All afternoon I watched three shadows moving beneath us. Mine in front, Akbar’s at the rear and between us the mule’s: its shadow legs, twenty feet long, jerking like a spider’s over the glowing thorn scrub. I felt happiest in the afternoons. The flat glare of noon had gone but the day was not yet over. Staring at that shadow image of our motion and our isolation on the 7000-foot ridgeline, I said: ‘Isn’t it beautiful?’
‘Not for me.’
Akbar did not reply. He often didn’t reply.
I hadn’t imagined that I would have Akbar with me when I crossed Iran. I planned to walk around the world, a journey which seemed to me to be very simple. I was able to explain it to my five-year-old godson and he said he would follow me on a map. I left my job and travelled on three dollars a day, like a backpacker. But I thought that my slow pace and physical contact with the ground would help me understand the Asian landscape better. Since I would be moving at an archaic speed on old pilgrimage and trade routes, or passes used by Alexander, and sleeping in remote villages, often inaccessible to cars, I hoped to develop a different view of local cultures from other travellers. I was also interested in what two years walking on my own would do to the way I thought.
An Iranian official met me at the Turkish border and said: ‘It is forbidden to walk across Iran.’
‘But you can hitchhike, ride or cycle.’
‘Yes, but you cannot walk.’
We debated the subject for a week and they finally agreed that I could walk, on condition that I took a Government escort. Akbar is older than me. He is half a civil servant and half a climber: he has reached the summit of Everest. But he was not a guide because he did not know the way and he was not quite a companion because he walked a hundred yards in front of or behind me. I suspect he hated the walk. His Iranian gym shoes, with the label ‘Nike by Ralph Lauren’, rubbed his feet raw. He never complained but in the evenings I saw him trying various homeopathic remedies. He soaked his feet in henna until they were dyed purple. I can only guess why the Government wanted him with me but we spent every night together and he shaped my understanding of the journey. He often repeated the phrase: ‘Iranians are famous for their hospitality and generosity.’
In the course of three months we were differently mistrusted almost every night in every village. Villagers assumed that, as strangers on foot, we were dangerous men. So did the police. Sometimes we concealed Akbar’s Government credentials, sometimes we emphasised them, but neither approach seemed to overcome the hostility. People often said that his identity card and my passport were forgeries. Nobody believed I was a foreigner. They thought I was only pretending to speak bad Farsi. Their fears are a reflection of the violence of the Iranian countryside. A man from the north-east told us that four hundred Afghans with automatic weapons had kidnapped his father from his village a few months before and only released him for a ransom of a thousand dollars.
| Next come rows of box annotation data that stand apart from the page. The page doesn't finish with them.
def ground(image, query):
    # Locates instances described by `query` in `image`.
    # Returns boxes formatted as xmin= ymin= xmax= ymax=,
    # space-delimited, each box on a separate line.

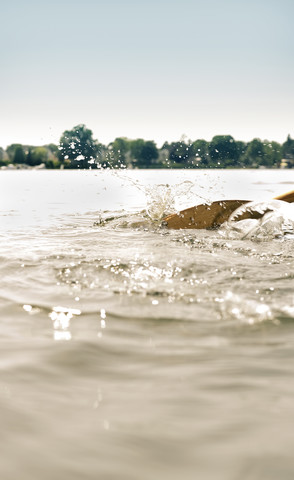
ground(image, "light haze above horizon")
xmin=0 ymin=0 xmax=294 ymax=147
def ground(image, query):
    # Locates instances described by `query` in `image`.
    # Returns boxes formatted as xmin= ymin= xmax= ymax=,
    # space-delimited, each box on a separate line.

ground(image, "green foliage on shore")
xmin=0 ymin=124 xmax=294 ymax=169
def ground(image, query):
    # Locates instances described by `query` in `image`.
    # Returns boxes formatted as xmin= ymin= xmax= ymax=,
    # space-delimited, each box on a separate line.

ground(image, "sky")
xmin=0 ymin=0 xmax=294 ymax=148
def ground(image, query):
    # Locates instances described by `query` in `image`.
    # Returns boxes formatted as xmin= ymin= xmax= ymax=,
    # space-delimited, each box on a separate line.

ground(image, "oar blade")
xmin=163 ymin=200 xmax=249 ymax=230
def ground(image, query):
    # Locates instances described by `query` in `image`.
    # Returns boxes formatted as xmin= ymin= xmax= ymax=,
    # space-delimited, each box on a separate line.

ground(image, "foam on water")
xmin=220 ymin=200 xmax=294 ymax=241
xmin=0 ymin=171 xmax=294 ymax=480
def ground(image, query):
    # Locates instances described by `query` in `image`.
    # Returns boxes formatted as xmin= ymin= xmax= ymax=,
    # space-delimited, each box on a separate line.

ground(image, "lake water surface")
xmin=0 ymin=170 xmax=294 ymax=480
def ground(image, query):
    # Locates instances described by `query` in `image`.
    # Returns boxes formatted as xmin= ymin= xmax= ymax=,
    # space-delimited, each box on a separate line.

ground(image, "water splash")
xmin=219 ymin=200 xmax=294 ymax=241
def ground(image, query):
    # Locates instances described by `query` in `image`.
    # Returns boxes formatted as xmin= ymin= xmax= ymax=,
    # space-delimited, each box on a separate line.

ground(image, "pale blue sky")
xmin=0 ymin=0 xmax=294 ymax=147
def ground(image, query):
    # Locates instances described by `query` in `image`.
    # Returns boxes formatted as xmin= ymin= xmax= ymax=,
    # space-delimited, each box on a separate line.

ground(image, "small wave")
xmin=219 ymin=200 xmax=294 ymax=241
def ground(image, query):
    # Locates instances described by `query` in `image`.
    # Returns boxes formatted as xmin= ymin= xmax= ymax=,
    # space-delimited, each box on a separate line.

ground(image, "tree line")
xmin=0 ymin=124 xmax=294 ymax=169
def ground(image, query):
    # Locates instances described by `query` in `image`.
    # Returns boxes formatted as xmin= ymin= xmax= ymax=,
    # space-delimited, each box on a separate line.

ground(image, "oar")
xmin=162 ymin=190 xmax=294 ymax=230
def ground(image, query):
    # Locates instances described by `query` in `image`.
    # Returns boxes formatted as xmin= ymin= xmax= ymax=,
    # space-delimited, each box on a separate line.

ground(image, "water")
xmin=0 ymin=170 xmax=294 ymax=480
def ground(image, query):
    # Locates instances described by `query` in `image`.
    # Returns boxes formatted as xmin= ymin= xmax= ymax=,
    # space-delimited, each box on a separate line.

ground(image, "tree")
xmin=168 ymin=141 xmax=192 ymax=166
xmin=13 ymin=145 xmax=26 ymax=164
xmin=208 ymin=135 xmax=239 ymax=167
xmin=282 ymin=135 xmax=294 ymax=158
xmin=243 ymin=138 xmax=265 ymax=167
xmin=130 ymin=138 xmax=158 ymax=168
xmin=192 ymin=139 xmax=209 ymax=168
xmin=58 ymin=124 xmax=99 ymax=168
xmin=108 ymin=137 xmax=130 ymax=167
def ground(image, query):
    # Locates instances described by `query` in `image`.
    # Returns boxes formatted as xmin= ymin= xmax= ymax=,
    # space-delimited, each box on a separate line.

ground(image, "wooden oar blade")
xmin=275 ymin=190 xmax=294 ymax=203
xmin=162 ymin=200 xmax=249 ymax=230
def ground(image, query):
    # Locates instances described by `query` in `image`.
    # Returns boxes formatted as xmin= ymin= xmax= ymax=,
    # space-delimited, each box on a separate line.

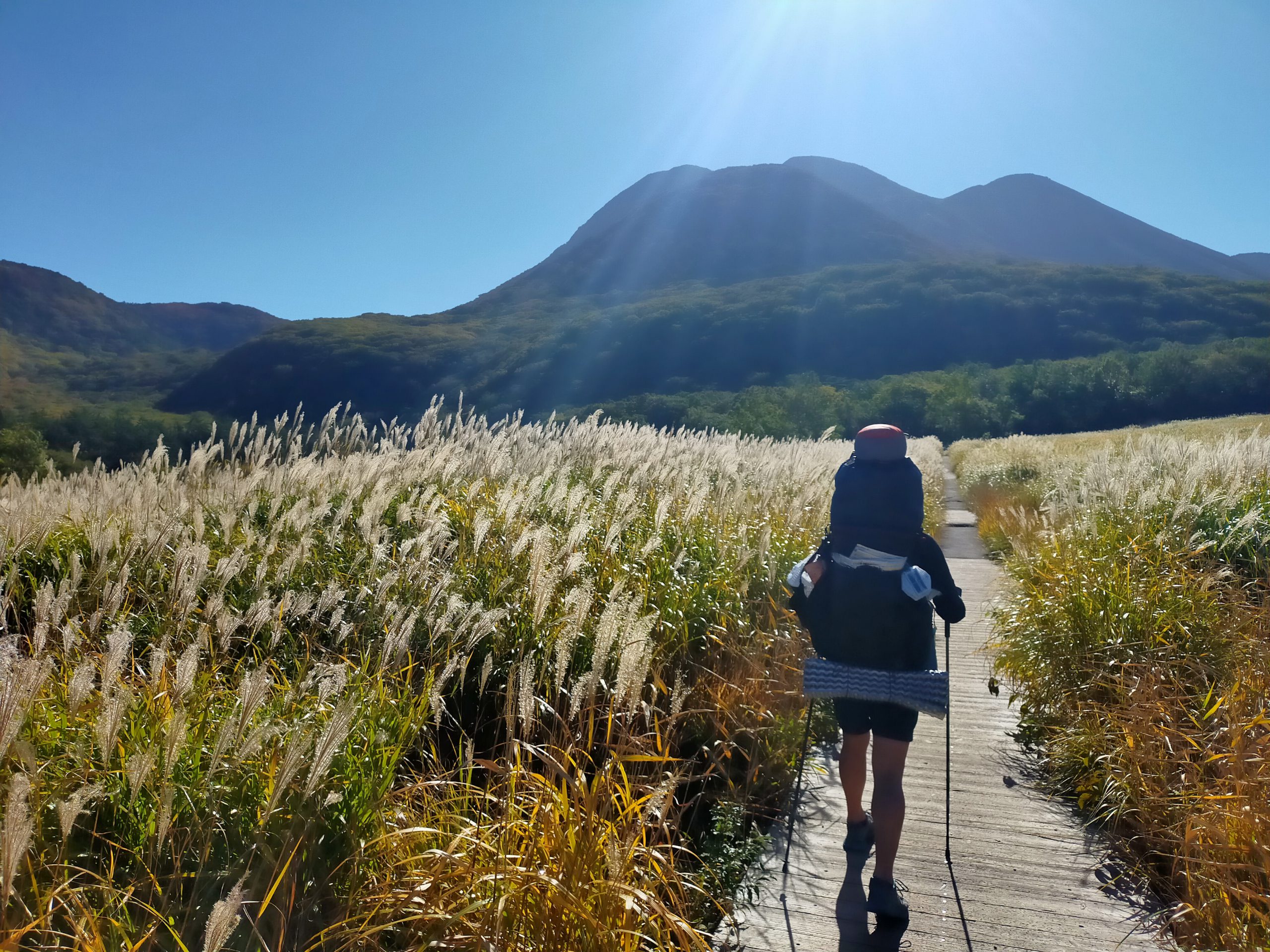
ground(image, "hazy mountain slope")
xmin=1231 ymin=251 xmax=1270 ymax=281
xmin=467 ymin=165 xmax=939 ymax=311
xmin=165 ymin=261 xmax=1270 ymax=419
xmin=0 ymin=261 xmax=283 ymax=411
xmin=786 ymin=156 xmax=1270 ymax=279
xmin=785 ymin=155 xmax=1001 ymax=254
xmin=944 ymin=175 xmax=1252 ymax=279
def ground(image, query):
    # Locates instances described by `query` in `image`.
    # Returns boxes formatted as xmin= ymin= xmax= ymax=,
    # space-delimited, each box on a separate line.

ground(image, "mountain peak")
xmin=475 ymin=164 xmax=939 ymax=307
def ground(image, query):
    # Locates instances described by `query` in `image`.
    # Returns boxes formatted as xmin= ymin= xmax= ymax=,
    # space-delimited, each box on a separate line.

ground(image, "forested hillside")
xmin=0 ymin=261 xmax=282 ymax=413
xmin=0 ymin=156 xmax=1270 ymax=472
xmin=165 ymin=261 xmax=1270 ymax=419
xmin=574 ymin=338 xmax=1270 ymax=442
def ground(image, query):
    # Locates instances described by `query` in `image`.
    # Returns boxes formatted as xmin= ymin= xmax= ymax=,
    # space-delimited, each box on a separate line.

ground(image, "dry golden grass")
xmin=950 ymin=417 xmax=1270 ymax=950
xmin=0 ymin=406 xmax=943 ymax=952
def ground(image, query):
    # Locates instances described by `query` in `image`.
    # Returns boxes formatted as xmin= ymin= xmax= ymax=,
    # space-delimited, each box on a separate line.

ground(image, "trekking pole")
xmin=944 ymin=618 xmax=952 ymax=866
xmin=781 ymin=698 xmax=816 ymax=873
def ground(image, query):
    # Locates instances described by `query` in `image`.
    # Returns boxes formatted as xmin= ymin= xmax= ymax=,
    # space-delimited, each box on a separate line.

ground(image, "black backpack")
xmin=790 ymin=456 xmax=935 ymax=670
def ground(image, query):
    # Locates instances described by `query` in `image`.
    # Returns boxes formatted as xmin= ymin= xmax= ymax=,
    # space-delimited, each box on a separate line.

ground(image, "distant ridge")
xmin=0 ymin=260 xmax=282 ymax=354
xmin=472 ymin=156 xmax=1270 ymax=305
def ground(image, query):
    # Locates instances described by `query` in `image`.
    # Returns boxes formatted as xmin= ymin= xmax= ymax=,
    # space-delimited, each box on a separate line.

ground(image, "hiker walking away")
xmin=800 ymin=424 xmax=965 ymax=919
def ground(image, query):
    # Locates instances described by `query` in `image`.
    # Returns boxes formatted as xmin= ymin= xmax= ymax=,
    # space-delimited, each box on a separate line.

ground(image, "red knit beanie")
xmin=856 ymin=422 xmax=908 ymax=462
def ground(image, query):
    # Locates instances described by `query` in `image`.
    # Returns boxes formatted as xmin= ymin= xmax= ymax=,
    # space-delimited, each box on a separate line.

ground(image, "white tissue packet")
xmin=833 ymin=543 xmax=908 ymax=573
xmin=785 ymin=551 xmax=816 ymax=596
xmin=899 ymin=565 xmax=940 ymax=601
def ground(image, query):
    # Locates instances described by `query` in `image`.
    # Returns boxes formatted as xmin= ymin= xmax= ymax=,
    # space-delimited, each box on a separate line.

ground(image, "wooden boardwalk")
xmin=716 ymin=477 xmax=1162 ymax=952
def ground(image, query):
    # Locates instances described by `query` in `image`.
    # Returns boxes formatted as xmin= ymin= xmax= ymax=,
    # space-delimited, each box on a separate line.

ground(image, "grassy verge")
xmin=0 ymin=406 xmax=941 ymax=952
xmin=950 ymin=417 xmax=1270 ymax=950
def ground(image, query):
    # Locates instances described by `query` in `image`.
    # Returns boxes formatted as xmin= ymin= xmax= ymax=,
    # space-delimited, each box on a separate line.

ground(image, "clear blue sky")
xmin=0 ymin=0 xmax=1270 ymax=317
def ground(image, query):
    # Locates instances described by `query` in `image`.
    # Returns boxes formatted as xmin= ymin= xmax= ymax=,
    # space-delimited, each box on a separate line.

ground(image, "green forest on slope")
xmin=0 ymin=261 xmax=1270 ymax=470
xmin=572 ymin=339 xmax=1270 ymax=442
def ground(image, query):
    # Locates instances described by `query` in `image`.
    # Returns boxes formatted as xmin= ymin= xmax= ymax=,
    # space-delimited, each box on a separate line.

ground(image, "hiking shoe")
xmin=865 ymin=876 xmax=908 ymax=922
xmin=842 ymin=814 xmax=874 ymax=857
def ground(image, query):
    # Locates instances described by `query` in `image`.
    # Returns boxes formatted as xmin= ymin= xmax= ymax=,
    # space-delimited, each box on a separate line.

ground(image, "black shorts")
xmin=833 ymin=697 xmax=917 ymax=744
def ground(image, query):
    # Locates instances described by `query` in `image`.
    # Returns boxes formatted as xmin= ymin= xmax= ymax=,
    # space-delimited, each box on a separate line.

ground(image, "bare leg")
xmin=838 ymin=734 xmax=869 ymax=823
xmin=869 ymin=736 xmax=908 ymax=880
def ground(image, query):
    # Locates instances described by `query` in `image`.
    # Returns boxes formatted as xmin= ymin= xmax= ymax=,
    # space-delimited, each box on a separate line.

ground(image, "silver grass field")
xmin=949 ymin=416 xmax=1270 ymax=950
xmin=0 ymin=404 xmax=943 ymax=952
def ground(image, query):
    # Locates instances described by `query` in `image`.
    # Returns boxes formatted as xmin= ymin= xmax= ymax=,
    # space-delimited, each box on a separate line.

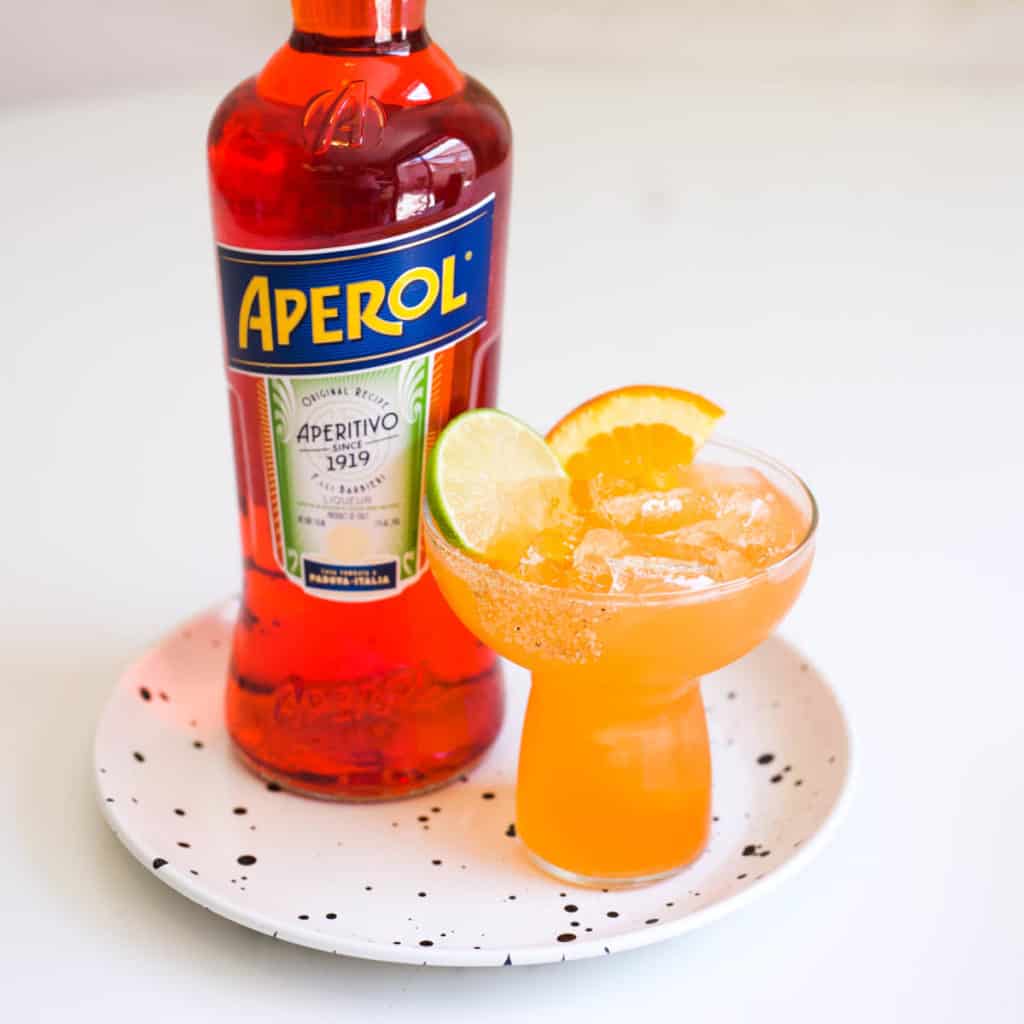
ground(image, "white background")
xmin=0 ymin=0 xmax=1024 ymax=1024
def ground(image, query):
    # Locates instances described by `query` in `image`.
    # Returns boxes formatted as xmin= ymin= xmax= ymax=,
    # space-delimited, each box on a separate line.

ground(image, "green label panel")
xmin=264 ymin=355 xmax=432 ymax=601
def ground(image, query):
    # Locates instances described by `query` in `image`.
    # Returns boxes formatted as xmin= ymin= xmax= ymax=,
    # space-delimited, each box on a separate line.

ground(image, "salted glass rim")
xmin=422 ymin=437 xmax=818 ymax=606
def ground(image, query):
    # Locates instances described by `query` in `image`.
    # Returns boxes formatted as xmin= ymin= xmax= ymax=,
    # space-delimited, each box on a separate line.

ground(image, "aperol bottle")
xmin=208 ymin=0 xmax=511 ymax=800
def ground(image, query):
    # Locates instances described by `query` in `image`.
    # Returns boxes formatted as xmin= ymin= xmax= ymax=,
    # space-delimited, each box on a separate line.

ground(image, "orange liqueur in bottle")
xmin=209 ymin=0 xmax=511 ymax=800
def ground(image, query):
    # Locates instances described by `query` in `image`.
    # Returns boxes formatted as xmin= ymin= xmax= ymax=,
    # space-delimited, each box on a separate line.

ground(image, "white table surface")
xmin=0 ymin=68 xmax=1024 ymax=1024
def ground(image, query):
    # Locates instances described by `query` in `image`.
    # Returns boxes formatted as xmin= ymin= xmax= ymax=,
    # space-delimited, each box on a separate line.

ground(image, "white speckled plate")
xmin=95 ymin=604 xmax=850 ymax=966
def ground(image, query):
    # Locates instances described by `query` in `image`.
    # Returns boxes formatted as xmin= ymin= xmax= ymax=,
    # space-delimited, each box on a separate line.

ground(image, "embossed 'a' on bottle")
xmin=208 ymin=0 xmax=511 ymax=800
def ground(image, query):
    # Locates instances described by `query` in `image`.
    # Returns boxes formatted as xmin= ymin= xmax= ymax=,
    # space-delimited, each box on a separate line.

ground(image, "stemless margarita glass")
xmin=424 ymin=440 xmax=817 ymax=888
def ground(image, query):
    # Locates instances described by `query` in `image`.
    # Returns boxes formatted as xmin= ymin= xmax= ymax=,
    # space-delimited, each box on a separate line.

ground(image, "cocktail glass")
xmin=424 ymin=440 xmax=817 ymax=888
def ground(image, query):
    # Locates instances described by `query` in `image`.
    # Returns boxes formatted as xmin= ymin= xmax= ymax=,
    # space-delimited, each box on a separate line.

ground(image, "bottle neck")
xmin=290 ymin=0 xmax=430 ymax=54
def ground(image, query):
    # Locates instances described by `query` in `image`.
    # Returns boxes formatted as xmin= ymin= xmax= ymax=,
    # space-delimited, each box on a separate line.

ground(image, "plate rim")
xmin=92 ymin=598 xmax=858 ymax=968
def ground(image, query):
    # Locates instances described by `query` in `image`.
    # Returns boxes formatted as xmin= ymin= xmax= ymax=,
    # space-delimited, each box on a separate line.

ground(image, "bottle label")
xmin=218 ymin=197 xmax=494 ymax=601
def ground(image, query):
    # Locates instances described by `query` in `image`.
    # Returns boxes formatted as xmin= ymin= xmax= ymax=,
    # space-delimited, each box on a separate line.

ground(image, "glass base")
xmin=525 ymin=847 xmax=688 ymax=890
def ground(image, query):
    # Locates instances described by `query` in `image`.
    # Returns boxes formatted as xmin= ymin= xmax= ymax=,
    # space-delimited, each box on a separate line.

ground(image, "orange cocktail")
xmin=426 ymin=441 xmax=816 ymax=886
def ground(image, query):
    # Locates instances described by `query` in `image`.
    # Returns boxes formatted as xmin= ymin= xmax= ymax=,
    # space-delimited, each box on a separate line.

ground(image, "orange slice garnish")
xmin=547 ymin=385 xmax=725 ymax=487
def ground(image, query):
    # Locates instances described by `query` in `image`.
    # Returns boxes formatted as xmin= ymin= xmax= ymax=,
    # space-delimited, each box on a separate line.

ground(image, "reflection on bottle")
xmin=394 ymin=138 xmax=476 ymax=220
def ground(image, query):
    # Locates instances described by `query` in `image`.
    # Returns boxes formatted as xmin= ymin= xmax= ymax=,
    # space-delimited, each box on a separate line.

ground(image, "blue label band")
xmin=217 ymin=196 xmax=495 ymax=377
xmin=302 ymin=556 xmax=398 ymax=593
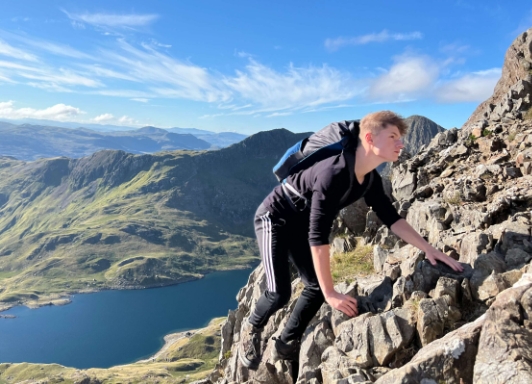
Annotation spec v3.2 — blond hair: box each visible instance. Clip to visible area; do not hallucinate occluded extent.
[360,111,408,136]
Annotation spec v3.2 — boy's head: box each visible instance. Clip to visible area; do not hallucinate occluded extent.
[360,111,408,137]
[359,111,408,162]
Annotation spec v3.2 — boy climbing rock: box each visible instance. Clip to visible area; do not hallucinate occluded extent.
[239,111,462,368]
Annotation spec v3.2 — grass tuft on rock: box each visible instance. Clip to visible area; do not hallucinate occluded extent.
[331,245,375,283]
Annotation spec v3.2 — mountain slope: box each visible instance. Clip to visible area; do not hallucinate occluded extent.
[0,129,306,303]
[0,122,211,160]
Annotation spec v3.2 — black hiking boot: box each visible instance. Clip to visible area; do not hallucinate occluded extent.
[238,320,262,368]
[272,337,301,362]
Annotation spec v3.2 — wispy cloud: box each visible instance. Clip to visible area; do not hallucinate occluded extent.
[0,101,85,121]
[63,11,159,28]
[102,40,230,102]
[224,59,363,113]
[92,113,115,124]
[0,39,38,61]
[325,29,423,51]
[369,55,440,102]
[436,68,501,103]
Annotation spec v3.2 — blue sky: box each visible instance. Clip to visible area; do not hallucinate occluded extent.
[0,0,532,134]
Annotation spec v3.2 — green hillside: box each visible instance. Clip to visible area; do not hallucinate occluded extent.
[0,129,306,305]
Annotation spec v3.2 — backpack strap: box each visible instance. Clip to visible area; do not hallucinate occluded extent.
[340,150,355,205]
[340,150,375,205]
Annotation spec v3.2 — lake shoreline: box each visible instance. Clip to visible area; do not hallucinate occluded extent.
[0,261,260,313]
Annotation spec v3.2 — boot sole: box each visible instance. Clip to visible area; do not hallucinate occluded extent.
[238,352,259,369]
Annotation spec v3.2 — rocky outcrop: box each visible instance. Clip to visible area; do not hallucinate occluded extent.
[196,30,532,384]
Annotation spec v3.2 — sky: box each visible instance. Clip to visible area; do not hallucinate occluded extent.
[0,0,532,134]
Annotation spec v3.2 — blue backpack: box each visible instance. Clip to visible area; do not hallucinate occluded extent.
[273,120,373,210]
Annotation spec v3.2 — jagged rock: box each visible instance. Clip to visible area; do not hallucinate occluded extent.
[338,199,369,235]
[357,276,393,313]
[476,272,509,301]
[406,200,447,243]
[335,309,415,368]
[501,269,525,287]
[433,277,460,305]
[219,310,236,360]
[373,225,400,249]
[297,321,334,384]
[413,260,473,292]
[417,297,449,346]
[473,283,532,384]
[320,346,369,384]
[392,276,414,308]
[504,248,532,268]
[392,165,417,200]
[470,252,506,300]
[490,218,532,253]
[459,232,493,265]
[375,317,484,384]
[373,245,388,272]
[331,236,356,255]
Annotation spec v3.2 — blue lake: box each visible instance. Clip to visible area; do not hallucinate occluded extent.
[0,269,251,368]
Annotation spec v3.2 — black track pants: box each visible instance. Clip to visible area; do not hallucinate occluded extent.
[249,204,324,341]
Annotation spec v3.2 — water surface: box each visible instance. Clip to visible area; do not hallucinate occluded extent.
[0,269,251,368]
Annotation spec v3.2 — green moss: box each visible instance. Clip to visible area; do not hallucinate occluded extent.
[444,191,463,205]
[331,245,374,283]
[523,107,532,120]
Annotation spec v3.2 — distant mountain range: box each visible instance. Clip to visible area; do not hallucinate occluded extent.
[0,114,444,307]
[0,122,246,160]
[0,128,309,307]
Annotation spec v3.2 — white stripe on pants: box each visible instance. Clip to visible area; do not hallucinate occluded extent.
[260,212,276,292]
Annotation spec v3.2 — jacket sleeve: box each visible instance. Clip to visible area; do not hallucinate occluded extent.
[309,162,349,246]
[364,171,402,228]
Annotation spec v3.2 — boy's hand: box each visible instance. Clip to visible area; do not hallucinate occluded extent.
[325,291,358,317]
[425,247,464,272]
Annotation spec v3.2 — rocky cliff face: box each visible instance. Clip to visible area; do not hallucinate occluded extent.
[197,29,532,384]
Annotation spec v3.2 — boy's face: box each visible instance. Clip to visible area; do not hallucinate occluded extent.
[371,125,404,162]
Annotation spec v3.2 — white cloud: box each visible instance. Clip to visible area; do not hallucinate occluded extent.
[436,68,501,103]
[0,101,85,121]
[224,59,363,114]
[0,40,38,61]
[266,112,292,117]
[92,113,115,124]
[369,55,440,102]
[118,115,138,125]
[325,29,423,51]
[19,68,103,88]
[0,30,92,59]
[64,11,159,27]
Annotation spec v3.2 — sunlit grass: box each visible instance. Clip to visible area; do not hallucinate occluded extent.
[331,245,374,283]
Many villagers assumed that we were smuggling drugs. One man, who offered us opium before dinner, said that in his village 70 per cent of the men and women smoked between two and twelve grams a day. He blamed the problem on British sales of opium in the 19th century. The more aggressive aspects of the Government’s anti-narcotics campaign have terrified villagers and some would not sell us bread because they were afraid they would be arrested for aiding drug-smugglers.
What we were accused of most often was digging for archaeological treasures on a nearby tumulus, or in the village cemetery. A week after we left one village our host was arrested and charged with helping us look for ancient bronzes. This is a common activity. The last grave robbers in his village had turned up in police uniform. South of Lake Ormieh we climbed through a cave in which a Tehran gangster was found dead from methane asphyxiation earlier in the year. He had been tunnelling in secret for ten months, hoping to find Scythian gold.
In one cemetery we visited, every gravestone had been smashed. Among the mounds of earth were large stone rams and tigers, lying on their sides. One of the rams had a bow and a quiver of arrows carved on its back. ‘These probably date from before Islam,’ I said to Akbar. There was a rifle carved on the other side.
A group of four men had been slowly walking towards us and, as they reached us, the leader, eyes heavy with opium, shouted in Farsi: ‘You have come here to rob the graves. You are grave robbers. I will not let you take this gold. It is for us. If anyone digs here it is us. I will call the police. Give me your ID card.’
We ignored them and went back to get the mule before leaving the village. The men followed us shouting for a hundred yards and then disappeared. As we walked up the mud-slurry of the village streets, people stopped talking. I saw women staring at us through half-closed courtyard doors. One by one, they slammed the metal gates shut as we approached. A group of young men, pressing themselves against a wall as the mule and the saddlebags squeezed past, stared into my eyes unblinking. When I was ten yards down the street one muttered: ‘Kurdish smugglers, bringing things from Iraq.’
It is not the pessimism of these assumptions, or even what follows from them, that I found unsettling. It is particularly hard to define yourself when you have no fixed relationships. To be an Afghan drug dealer one day and a Kurdish freedom fighter the next (not just in idle fantasy but all the way to the police station) troubled me.